Nummer eins in der weltweiten Hinrichtungsstatistik

Von Ruth Kirchner |
In keinem anderen Land werden so viele Menschen hingerichtet wie in China - mehrere Tausend pro Jahr. Die genaue Zahl kann nur geschätzt werden. Denn in der Volksrepublik gehört die Zahl der Exekutionen zu den streng gehüteten Staatsgeheimnissen.
In China können viele Delikte mit dem Tod bestraft werden - nicht nur Mord, sondern auch Drogenhandel und Korruption und andere Wirtschaftsdelikte. Man brauche die Todesstrafe zur Abschreckung, heißt es zur Begründung. Auf den Straßen Pekings gibt es dafür viel Zustimmung.

"Wer ein schweres Verbrechen begeht, muss natürlich mit dem Tod bestraft werden. Wenn Du eine schwere Straftat begehst, verlierst Du Dein Recht auf Leben. Wer schlechte Dinge tut, hat keine Rechte."

Trotz der harten Haltung, hat sich der Umgang mit der Todesstrafe in den letzten 30 Jahren verändert. Öffentliche Hinrichtungen wurden Ende der 80er-Jahre verboten - sie schädigten das Ansehen des Landes. Heute würden Todesurteile in Todeszellen oder speziellen Hinrichtungsbussen vollstreckt, berichtet die kalifornische Gefangenenhilfsorganisation Dui Hua. Tödliche Giftspritzen ersetzen immer häufiger die Gewehrkugeln. Und da seit 2007 der Oberste Gerichtshof jedes Todesurteil überprüfen muss, sei die Zahl der Hinrichtungen gesunken, sagt der Rechtsexperte Liu Renwen von der Akademie für Sozialwissenschaften.

"Dadurch wollte man erreichen, dass die Provinzen zurückhaltender sind beim Verhängen der Todesstrafe, so dass die Zahl der Hinrichtungen weiter zurückgeht."

Die genaue Zahl der Hinrichtungen ist ein streng gehütetes Staatsgeheimnis. Die Dui-Hua-Stiftung geht von 4000 Exekutionen im Jahr aus - das wären im Schnitt elf pro Tag. Die Geheimhaltung der Zahlen verhindert nach Ansicht vieler Experten eine wirkliche Debatte in China. Denn wenn das wahre Ausmaß der Hinrichtungen öffentlich diskutiert werden dürfte, wäre die Akzeptanz vermutlich deutlich geringer, so ihre Argumentation.
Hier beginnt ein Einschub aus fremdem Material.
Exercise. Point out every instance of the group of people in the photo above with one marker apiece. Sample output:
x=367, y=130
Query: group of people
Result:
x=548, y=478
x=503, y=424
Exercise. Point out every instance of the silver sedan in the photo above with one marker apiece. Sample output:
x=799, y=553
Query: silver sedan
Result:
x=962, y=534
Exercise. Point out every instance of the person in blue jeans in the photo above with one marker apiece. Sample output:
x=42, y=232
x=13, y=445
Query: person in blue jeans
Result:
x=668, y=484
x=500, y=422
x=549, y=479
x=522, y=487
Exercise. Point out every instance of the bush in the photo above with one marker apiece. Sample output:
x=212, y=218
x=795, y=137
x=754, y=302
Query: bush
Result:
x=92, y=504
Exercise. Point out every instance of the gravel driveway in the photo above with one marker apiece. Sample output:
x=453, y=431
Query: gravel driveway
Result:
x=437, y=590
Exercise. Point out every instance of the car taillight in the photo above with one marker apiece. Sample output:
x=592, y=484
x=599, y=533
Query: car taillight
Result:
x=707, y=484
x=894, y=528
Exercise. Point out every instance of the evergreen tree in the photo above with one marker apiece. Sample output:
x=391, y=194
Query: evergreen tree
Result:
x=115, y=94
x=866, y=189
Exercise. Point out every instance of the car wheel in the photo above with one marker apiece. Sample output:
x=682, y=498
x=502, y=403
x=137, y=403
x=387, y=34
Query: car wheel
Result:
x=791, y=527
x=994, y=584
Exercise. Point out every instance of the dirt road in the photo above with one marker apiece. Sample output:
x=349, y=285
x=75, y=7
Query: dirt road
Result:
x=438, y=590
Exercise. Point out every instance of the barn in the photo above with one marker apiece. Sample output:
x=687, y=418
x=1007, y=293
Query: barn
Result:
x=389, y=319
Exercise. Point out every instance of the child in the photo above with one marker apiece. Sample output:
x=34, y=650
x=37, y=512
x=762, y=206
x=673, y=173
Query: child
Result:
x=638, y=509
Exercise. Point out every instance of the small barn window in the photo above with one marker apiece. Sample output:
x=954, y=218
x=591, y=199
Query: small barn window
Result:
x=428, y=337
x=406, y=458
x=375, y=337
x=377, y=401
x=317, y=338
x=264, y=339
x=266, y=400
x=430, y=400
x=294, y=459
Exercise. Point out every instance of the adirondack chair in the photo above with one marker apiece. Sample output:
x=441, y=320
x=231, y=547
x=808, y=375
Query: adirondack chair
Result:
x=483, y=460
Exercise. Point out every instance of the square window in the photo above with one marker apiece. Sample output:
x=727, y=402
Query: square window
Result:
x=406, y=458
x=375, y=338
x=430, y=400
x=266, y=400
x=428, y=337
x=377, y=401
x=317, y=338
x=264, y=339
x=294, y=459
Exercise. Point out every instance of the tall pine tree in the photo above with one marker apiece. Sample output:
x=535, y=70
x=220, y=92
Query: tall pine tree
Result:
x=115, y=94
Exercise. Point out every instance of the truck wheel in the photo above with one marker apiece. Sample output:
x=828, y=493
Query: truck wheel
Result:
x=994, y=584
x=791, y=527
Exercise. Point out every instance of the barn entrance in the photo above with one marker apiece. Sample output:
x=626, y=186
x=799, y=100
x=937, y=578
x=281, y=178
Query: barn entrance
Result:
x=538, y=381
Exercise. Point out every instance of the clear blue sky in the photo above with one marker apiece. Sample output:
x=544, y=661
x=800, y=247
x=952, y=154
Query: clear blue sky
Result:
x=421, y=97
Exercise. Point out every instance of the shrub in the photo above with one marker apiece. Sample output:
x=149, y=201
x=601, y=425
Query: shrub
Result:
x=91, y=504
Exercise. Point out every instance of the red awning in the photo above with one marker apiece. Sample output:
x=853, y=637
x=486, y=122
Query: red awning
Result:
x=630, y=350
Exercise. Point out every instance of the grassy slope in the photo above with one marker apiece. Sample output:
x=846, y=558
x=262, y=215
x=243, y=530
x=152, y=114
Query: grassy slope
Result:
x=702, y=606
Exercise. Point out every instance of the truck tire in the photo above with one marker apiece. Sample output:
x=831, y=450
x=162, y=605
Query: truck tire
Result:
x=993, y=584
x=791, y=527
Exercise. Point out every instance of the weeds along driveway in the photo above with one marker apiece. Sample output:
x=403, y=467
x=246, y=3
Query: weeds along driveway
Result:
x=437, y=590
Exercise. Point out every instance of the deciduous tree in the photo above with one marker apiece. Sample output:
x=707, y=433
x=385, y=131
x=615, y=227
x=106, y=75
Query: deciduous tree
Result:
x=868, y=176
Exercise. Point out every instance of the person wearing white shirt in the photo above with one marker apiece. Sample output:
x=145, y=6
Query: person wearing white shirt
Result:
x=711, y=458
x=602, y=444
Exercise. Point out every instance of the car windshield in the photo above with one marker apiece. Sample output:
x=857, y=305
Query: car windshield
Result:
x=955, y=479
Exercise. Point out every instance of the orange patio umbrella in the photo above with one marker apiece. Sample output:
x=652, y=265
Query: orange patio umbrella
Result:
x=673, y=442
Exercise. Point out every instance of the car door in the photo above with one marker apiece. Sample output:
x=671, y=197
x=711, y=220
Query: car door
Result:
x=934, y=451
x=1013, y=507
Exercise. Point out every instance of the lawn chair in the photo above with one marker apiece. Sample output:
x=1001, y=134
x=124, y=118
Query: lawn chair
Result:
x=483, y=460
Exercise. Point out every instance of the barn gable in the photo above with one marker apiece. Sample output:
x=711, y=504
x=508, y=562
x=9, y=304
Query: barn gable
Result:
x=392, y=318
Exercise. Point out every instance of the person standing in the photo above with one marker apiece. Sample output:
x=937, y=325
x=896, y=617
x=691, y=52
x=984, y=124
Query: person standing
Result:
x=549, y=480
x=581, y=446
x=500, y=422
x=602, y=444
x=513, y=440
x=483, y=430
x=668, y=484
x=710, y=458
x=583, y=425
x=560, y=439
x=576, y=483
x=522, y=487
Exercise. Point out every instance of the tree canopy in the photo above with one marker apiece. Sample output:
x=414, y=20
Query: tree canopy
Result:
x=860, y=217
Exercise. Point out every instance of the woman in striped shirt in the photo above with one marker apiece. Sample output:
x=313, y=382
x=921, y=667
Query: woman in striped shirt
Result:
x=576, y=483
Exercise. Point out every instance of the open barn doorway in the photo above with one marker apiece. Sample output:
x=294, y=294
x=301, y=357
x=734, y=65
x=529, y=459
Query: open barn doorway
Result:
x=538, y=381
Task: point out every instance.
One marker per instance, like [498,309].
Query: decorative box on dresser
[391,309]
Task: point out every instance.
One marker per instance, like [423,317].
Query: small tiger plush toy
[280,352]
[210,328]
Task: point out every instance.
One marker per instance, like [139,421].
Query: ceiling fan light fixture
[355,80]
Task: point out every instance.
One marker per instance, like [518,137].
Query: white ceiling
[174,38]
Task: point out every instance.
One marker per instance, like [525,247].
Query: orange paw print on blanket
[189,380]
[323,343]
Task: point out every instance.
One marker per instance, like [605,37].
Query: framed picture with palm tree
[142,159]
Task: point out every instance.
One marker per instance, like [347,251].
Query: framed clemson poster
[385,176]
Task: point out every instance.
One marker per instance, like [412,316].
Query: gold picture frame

Fernsehshows wie diese mit dem Titel "Interviews vor der Hinrichtung” tragen wenig zur Aufklärung bei. Im staatlichen Fernsehen der Provinz Henan ist die Sendung mit Todeskandidaten, die mit Handschellen und Fußfesseln vor die Kamera treten, ein Riesenhit. Die Show ist nicht nur ethisch fragwürdig, sondern verschweigt auch die Probleme des Justizsystems, wo Geständnisse immer noch teils unter Folter erpresst werden und Richter keine Unabhängigkeit genießen. Gerade weil all das Tabuthemen sind und es keine breite öffentliche Debatte gibt, sehen erklärte Gegner der Todesstrafe wie Professor Liu für eine Abschaffung weiterhin keine Chance.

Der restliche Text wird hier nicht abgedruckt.